Semana 18 de Tiempo Ordinario. Año Par

Semana 18 Tiempo Ordinario Año Par

Semana 18 de Tiempo Ordinario en el Año Par, según el Leccionario IV, la Iglesia Católica se embarca en un viaje continuo a través de la rica Palabra de Dios, ofreciendo a los fieles una secuencia de lecturas que iluminan la vida y enseñanzas de Jesucristo y la aplicación de su mensaje en la vida diaria. Este período se caracteriza por una inmersión profunda en las Escrituras, con un énfasis particular en los textos del Antiguo Testamento y Nuevo Testamento que se alternan con los años impares, asegurando así una cobertura comprensiva y variada de la Biblia a lo largo de dos años.

Durante el Año Par, el Leccionario IV selecciona cuidadosamente lecturas del Antiguo Testamento que resaltan la promesa de Dios y su fidelidad hacia su pueblo, así como pasajes del Nuevo Testamento que se enfocan en las parábolas y enseñanzas de Jesús, especialmente aquellas que se encuentran en los Evangelios de Lucas y Juan. Estas selecciones están diseñadas para profundizar la comprensión y la relación de los fieles con Dios, animándolos a reflexionar sobre su propio camino de fe en respuesta a la Palabra.

18ª Semana de Tiempo Ordinario. Años pares

Lunes

PRIMERA LECTURA

Ananías, el Señor no te ha enviado, y tú has inducido al pueblo a una falsa confianza

Lectura del libro de Jeremías 28, 1-17

Al principio del reinado de Sedecías en Judá, el mes quinto, Ananías, hijo de Azur, profeta natural de Gabaón, me dijo en el templo, en presencia de los sacerdotes y de toda la gente:

—«Así dice el Señor de los ejércitos, Dios de Israel: «Rompo el yugo del rey de Babilonia. Antes de dos años devolveré a este lugar todo el ajuar del templo que Nabucodonosor, rey de Babilonia, cogió y se llevó a Babilonia. A Jeconías, hijo de Joaquín, rey de Judá, y a todos los judíos desterrados en Babilonia yo los haré volver a este lugar —oráculo del Señor—, porque romperé el yugo del rey de Babilonia»».

El profeta Jeremías respondió al profeta Ananías, en presencia de los sacerdotes y del pueblo que estaba en el templo; el profeta Jeremías dijo:

—«Amén, así lo haga el Señor. Que el Señor cumpla tu profecía, trayendo de Babilonia a este lugar todo el ajuar del templo y a todos los desterrados. Pero escucha lo que yo te digo a ti y a todo el pueblo: «Los profetas que nos precedieron, a ti y a mí, desde tiempo inmemorial, profetizaron guerras, calamidades y epidemias a muchos países y a reinos dilatados. Cuando un profeta predecía prosperidad, sólo al cumplirse su profecía era reconocido como profeta enviado realmente por el Señor»».

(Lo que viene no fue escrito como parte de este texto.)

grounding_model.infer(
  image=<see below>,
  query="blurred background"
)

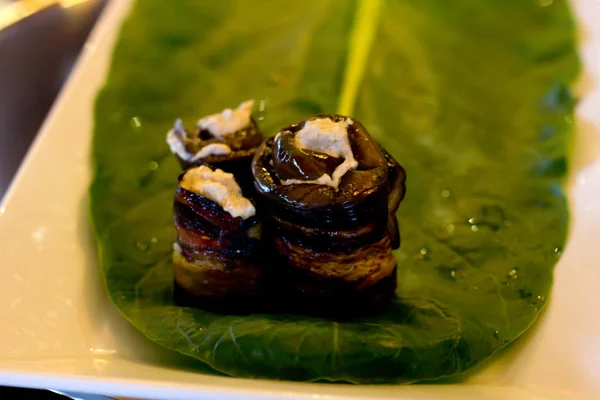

Entonces Ananías le quitó el yugo del cuello al profeta Jeremías y lo rompió, diciendo en presencia de todo el pueblo:

—«Así dice el Señor: «Así es como romperé el yugo del rey de Babilonia, que llevan al cuello tantas naciones, antes de dos años»».

El profeta Jeremías se marchó por su camino.

Después que el profeta Ananías rompió el yugo del cuello del profeta Jeremías, vino la palabra del Señor a Jeremías:

—«Ve y dile a Ananías: «Así dice el Señor: Tú has roto un yugo de madera, yo haré un yugo de hierro. Porque así dice el Señor de los ejércitos, Dios de Israel: Pondré yugo de hierro al cuello de todas estas naciones, para que sirvan a Nabucodonosor, rey de Babilonia; y se le someterán, y hasta las bestias del campo le entregaré»».

El profeta Jeremías dijo a Ananías profeta:

«Escúchame, Ananías; el Señor no te ha enviado, y tú has inducido a este pueblo a una falsa confianza. Por eso, así dice el Señor: «Mira: yo te echaré de la superficie de la tierra; este año morirás, porque has predicado rebelión contra el Señor»».

Y el profeta Ananías murió aquel mismo año, el séptimo mes.

Palabra de Dios.

Salmo responsorial: Salmo 118, 29. 43. 79. 80. 95. 102 (R.: 68b)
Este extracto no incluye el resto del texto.